Hochana Rabba – Le dernier sceau
Nous pouvons nous poser plusieurs questions concernant le jugement de Hochana Rabba.
- D’abord, n’avons-nous pas déjà été “scellés” à Kippour ? Quelle place reste-t-il encore à un jugement supplémentaire ? Le Arizal parle ici d’une “h’atima betokh h’atima” — un sceau dans le sceau : une finalisation du décret, une précision ultime dans la manière dont il se concrétisera.

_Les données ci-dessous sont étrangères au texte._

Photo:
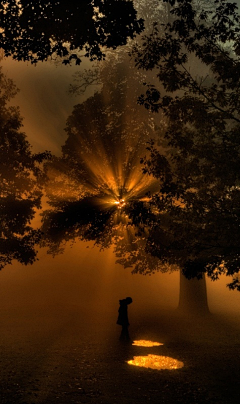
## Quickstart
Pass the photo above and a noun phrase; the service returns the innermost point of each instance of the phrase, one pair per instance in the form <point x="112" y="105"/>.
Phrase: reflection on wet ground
<point x="146" y="343"/>
<point x="156" y="362"/>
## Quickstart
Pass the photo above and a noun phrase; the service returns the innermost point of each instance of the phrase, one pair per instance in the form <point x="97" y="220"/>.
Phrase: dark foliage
<point x="36" y="30"/>
<point x="21" y="178"/>
<point x="195" y="57"/>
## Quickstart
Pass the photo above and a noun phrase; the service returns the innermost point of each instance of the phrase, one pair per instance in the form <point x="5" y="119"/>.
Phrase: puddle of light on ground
<point x="146" y="343"/>
<point x="156" y="362"/>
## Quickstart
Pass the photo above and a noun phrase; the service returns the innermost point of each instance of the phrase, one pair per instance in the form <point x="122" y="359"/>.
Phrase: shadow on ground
<point x="79" y="359"/>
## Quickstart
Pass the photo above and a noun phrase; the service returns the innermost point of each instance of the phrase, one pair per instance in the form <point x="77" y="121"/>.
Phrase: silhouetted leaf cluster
<point x="36" y="30"/>
<point x="196" y="60"/>
<point x="21" y="177"/>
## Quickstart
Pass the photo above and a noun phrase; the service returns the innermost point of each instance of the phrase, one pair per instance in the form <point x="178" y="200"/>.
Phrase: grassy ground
<point x="79" y="359"/>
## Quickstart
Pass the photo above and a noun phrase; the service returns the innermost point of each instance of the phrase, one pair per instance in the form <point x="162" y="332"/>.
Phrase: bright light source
<point x="121" y="203"/>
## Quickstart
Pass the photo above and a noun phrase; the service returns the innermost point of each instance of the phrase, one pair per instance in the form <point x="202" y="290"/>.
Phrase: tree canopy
<point x="21" y="177"/>
<point x="36" y="30"/>
<point x="96" y="189"/>
<point x="195" y="57"/>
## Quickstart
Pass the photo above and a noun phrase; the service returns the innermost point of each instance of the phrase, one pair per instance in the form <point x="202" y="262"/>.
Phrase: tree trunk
<point x="193" y="296"/>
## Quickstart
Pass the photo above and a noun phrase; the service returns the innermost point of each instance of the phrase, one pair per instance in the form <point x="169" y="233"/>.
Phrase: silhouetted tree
<point x="21" y="177"/>
<point x="97" y="184"/>
<point x="36" y="30"/>
<point x="195" y="57"/>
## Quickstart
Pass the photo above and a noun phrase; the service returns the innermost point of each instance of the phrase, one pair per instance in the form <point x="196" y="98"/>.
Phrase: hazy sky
<point x="79" y="275"/>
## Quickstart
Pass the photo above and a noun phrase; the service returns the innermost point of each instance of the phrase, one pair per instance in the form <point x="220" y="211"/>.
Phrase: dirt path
<point x="77" y="360"/>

- Ensuite, quel est le lien entre ce jugement personnel, que le Rama illustre par le simane de la lune (l’ombre de la tête), et le jugement sur l’eau — car “behag nidonim al hamayim”, à Soukot, nous sommes jugés sur l’eau, comme le souligne explicitement le Gaon de Vilna ?
- Enfin, pourquoi ce jour est-il appelé “Yom Arava”, le “jour du saule”, symbole par excellence de l’absence de goût et d’odeur, de Torah et de mitsvot ?
L’eau comme reflet du flux divin
Pour répondre à cela, gardons à l’esprit un principe fondamental enseigné par le Maharal :
Tout ce qui se produit dans le monde matériel n’est que la manifestation de réalités spirituelles supérieures.
Ainsi, si à Hochana Rabba nous sommes jugés sur l’eau, c’est qu’en vérité, nous sommes jugés sur le flux de vitalité divine — cette “eau d’en haut” qui irrigue nos âmes.
Lors du deuxième jour de la Création, Hachem sépara les eaux d’en haut et les eaux d’en bas.
Les premières devinrent la source de toute profusion spirituelle, tandis que les secondes, éloignées de leur origine, devinrent le réservoir des désirs matériels, les taavot.
Les eaux d’en bas se sont alors plaintes de leur éloignement du Créateur.
Hachem les consola par la promesse d’être rapprochées sur l’autel : à travers le melah’ (le sel) et le nissoukh hamayim (l’aspersion d’eau).
Ce geste symbolise le retour de ce qui est matériel vers le spirituel, la réunion des eaux d’en bas avec celles d’en haut.
Le véritable travail de Hochana Rabba
Tel est le travail intérieur demandé à Hochana Rabba :
Orienter la source de nos désirs vers Hachem,
réunir la vitalité spirituelle et le désir terrestre,
faire que nos passions deviennent elles-mêmes des instruments de proximité divine.
C’est pour cela que ce jour est appelé “Yom Arava” :
la arava, sans goût ni parfum, symbolise la soif infinie de celui qui ne possède rien.
Et c’est justement cette soif, cette vacuité, qui permet la plus grande élévation.
L’eau, la prière et la vitalité
L’eau, sur le plan physique, ne tombe que par la force de la tefila.
De même, la vitalité spirituelle — la pluie céleste — ne descend dans nos vies qu’à travers la prière.
Le jugement de Hochana Rabba n’est donc pas qu’un jugement matériel :
il détermine la source de notre énergie pour l’année à venir.
Serons-nous des êtres vivifiés par notre lien au Créateur, nourris des “eaux d’en haut” ?
Ou vivrons-nous, H’ ‘has veshalom, uniquement portés par les désirs matériels, par les “eaux d’en bas” ?
Le signe de la lune
C’est pourquoi le simane de la lune rapporté par le Rama est si parlant :
celui dont l’ombre de la tête ne se reflète pas dans la lumière de la lune est en danger spirituel.
Il vivra peut-être physiquement, mais sans “roch”, sans souffle ni dimension spirituelle —
comme un corps en mouvement, privé de conscience et de direction.
C’est le sauvetage que l’on implore en suppliant « hochana »!
Hochana Rabba vient donc nous offrir la possibilité ultime de réunifier nos eaux,
de reconnecter notre désir à notre source,
et d’attirer sur nous une année de vitalité, de lumière et de proximité avec Hachem.